Еще в декабре 1952 года, набравшись смелости, Онихримчуков выступил на районном совещании и рассказал о неполадках в «Рассвете» и о том, как, по его мнению, эти неполадки можно устранить. Его перебили репликой из президиума:
— Загибаешь, Онихримчуков! Надо усилить соцсоревнование, массово-политическую работу, а не разводить гнилую теорию!
— Усиливаем, стараемся…
— Плохо усиливаете и плохо стараетесь! — Это голос секретаря райкома Сагайдачного. — Плохо! По тебе и по твоему настроению, Онихримчуков, видно, что политическая работа в «Рассвете» запущена… Вся беда именно и этом, а не в том, Онихримчуков, что планируешь не ты, а вышестоящие органы… Ты кончил? Слово имеет директор совхоза Садовников…
После совещания Сагайдачный пригласил Онихримчукова в кабинет. Попросил присесть к столу, угостил папиросой «Казбек» и, облокотясь на стол, сощурил усталые глаза.
— Я постарше тебя, Степан, и понимаю: молодости вообще свойственна горячность, — сказал он, глядя сощуренными глазами. — Сам когда-то был и молод и горяч… Это понятно. Но то, что ты выкрикивал с трибуны, все это выдуманное тобой равнодушие колхозников и планирование снизу, извини, понять невозможно… Так могут рассуждать фантазеры и демагоги, а ты человек реальный, от земли… Не могу понять, Степан: куда ты гнешь и что тебе нужно? Есть, конечно, у нас лодыри, нерадеи, симулянты, но зачем же обобщать? Хочешь прослыть оригиналом, не похожим на других председателей? Помолчи и послушай… Что получается: вся рота идет не в ногу, а один сержант шагает в ногу? Так, а? Скажи мне без обиняков и без запальчивости — мы тут одни, — что тебе мешает спокойно жить и работать?

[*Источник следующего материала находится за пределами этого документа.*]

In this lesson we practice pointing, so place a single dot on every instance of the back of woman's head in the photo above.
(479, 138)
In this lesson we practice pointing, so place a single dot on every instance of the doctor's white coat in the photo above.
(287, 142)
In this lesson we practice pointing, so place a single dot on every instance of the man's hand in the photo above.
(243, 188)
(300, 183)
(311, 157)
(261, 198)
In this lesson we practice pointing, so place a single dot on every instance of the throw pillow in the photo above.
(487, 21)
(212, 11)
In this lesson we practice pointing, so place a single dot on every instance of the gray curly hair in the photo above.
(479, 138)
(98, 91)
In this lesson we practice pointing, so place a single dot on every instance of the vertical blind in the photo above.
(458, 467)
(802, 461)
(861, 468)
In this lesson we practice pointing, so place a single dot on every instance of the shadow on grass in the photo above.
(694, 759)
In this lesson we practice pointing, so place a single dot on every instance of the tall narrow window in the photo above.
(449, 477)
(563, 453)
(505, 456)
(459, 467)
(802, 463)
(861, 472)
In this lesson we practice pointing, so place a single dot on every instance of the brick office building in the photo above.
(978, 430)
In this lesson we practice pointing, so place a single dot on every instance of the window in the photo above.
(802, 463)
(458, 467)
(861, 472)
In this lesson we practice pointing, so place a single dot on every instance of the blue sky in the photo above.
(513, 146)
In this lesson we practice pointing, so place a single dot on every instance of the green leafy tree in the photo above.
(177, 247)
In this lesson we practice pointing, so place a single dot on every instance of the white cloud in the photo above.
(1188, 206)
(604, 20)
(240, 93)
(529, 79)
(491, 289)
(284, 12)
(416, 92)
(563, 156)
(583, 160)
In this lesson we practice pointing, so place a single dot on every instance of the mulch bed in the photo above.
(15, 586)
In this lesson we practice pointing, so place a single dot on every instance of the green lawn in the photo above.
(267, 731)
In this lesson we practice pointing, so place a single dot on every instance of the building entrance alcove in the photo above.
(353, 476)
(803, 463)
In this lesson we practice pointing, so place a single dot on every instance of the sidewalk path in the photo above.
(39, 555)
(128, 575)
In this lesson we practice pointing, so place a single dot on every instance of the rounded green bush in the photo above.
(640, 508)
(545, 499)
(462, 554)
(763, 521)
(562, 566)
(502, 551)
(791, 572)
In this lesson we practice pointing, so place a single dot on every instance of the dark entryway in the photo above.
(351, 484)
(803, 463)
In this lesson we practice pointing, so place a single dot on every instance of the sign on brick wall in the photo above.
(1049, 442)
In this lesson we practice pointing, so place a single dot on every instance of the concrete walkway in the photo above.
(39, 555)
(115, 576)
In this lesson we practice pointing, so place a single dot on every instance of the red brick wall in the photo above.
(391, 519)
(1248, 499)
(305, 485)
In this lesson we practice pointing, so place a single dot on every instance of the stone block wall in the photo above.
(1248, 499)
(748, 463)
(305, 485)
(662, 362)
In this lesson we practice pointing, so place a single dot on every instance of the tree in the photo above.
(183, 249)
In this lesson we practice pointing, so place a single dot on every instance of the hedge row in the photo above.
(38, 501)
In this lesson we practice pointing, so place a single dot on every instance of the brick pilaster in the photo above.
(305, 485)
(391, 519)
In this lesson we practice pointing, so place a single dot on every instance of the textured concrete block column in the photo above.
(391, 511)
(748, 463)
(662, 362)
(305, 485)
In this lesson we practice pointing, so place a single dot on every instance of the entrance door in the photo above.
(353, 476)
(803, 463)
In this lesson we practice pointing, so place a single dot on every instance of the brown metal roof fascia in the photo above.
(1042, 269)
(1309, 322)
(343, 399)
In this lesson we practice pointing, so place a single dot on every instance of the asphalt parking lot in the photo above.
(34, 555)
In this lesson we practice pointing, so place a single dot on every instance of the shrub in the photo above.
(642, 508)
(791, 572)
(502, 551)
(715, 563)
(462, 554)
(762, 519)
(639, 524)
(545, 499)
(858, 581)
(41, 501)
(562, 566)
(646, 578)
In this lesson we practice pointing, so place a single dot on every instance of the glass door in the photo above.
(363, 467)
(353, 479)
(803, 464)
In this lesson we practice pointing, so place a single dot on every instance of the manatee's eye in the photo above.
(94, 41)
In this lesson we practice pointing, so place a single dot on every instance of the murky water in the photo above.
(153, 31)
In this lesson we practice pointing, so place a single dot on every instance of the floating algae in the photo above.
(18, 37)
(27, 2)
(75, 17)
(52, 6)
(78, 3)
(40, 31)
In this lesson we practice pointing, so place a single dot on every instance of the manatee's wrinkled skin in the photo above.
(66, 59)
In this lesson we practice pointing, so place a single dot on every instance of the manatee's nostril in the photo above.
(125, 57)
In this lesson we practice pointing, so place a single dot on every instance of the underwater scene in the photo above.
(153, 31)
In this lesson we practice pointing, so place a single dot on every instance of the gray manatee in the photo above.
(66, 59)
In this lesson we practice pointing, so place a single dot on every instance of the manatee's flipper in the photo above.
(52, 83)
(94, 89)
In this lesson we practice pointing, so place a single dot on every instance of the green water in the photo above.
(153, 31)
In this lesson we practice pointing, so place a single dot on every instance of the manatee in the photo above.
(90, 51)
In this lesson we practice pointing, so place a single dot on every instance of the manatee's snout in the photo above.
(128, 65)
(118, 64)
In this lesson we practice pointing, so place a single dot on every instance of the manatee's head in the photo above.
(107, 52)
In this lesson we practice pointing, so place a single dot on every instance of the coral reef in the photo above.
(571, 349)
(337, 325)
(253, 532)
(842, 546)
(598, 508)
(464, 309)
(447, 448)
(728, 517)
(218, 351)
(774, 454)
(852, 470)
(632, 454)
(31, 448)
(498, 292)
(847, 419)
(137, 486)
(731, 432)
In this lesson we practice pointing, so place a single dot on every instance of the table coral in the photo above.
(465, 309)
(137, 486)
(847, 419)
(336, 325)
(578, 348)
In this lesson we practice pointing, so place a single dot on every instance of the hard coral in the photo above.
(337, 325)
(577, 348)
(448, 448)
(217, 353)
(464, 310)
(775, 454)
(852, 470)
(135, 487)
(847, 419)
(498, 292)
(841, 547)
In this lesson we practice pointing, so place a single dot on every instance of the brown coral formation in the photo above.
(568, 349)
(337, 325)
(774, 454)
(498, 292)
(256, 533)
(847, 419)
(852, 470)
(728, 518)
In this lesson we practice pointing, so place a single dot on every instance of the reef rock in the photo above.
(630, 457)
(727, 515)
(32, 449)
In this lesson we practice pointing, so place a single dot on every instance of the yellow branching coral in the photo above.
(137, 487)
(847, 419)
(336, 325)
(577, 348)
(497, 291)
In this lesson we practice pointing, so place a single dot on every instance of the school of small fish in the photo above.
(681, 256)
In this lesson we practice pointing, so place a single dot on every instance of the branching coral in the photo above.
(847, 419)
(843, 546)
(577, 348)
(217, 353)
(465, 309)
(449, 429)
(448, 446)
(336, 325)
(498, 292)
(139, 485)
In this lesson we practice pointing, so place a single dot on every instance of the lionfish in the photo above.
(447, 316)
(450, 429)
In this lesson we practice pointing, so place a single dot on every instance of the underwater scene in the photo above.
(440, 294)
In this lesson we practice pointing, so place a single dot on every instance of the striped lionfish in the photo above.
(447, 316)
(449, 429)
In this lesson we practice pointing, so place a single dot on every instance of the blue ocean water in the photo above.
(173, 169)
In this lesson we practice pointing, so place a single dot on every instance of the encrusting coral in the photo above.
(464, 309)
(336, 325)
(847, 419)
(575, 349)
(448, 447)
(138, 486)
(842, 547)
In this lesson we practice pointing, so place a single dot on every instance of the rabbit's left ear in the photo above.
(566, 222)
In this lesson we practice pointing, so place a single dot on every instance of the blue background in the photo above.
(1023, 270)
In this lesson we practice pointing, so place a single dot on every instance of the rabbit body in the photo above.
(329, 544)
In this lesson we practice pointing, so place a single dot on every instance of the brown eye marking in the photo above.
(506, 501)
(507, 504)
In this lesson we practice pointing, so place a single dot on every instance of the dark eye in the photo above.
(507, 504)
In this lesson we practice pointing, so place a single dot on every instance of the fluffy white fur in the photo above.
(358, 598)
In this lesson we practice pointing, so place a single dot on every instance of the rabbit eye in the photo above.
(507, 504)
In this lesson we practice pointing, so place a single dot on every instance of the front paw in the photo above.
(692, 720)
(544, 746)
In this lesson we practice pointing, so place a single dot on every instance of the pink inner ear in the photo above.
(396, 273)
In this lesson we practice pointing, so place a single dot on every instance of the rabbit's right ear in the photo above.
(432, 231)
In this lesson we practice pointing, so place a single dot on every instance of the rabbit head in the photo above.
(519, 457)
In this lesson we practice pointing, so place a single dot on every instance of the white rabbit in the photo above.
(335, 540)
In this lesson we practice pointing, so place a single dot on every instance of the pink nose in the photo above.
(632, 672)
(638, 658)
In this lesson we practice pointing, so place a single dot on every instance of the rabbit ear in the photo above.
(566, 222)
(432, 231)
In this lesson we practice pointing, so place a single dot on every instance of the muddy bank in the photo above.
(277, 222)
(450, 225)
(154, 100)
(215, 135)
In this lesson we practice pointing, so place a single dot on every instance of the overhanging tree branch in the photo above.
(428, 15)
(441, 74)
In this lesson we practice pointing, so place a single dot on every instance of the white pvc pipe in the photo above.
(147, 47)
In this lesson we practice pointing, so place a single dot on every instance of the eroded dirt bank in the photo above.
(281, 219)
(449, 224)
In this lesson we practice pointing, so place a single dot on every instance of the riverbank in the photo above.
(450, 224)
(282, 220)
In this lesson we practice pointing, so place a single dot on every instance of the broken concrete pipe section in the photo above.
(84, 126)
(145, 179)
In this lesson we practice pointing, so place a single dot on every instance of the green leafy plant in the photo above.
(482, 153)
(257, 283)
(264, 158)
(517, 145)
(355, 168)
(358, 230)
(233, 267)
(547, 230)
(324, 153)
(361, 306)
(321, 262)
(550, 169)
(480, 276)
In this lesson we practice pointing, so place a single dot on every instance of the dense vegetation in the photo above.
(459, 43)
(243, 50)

— Мешает, Аким Павлович, то, что экономика «Рассвета»… — И запнулся: та смелость, с которой он поднялся на трибуну, куда-то пропала. — Как бы это попонятнее сказать… Ведь нам, Аким Павлович, на месте виднее что сеять выгоднее и как сеять, какой скот разводить, и сколько. Получается, что и колхозники, и я, как председатель, и бригадиры делаем все по чужой подсказке, как малые дети, и не отвечаем за ту работу, которую каждый день выполняем на полях и на фермах… Я понятно говорю?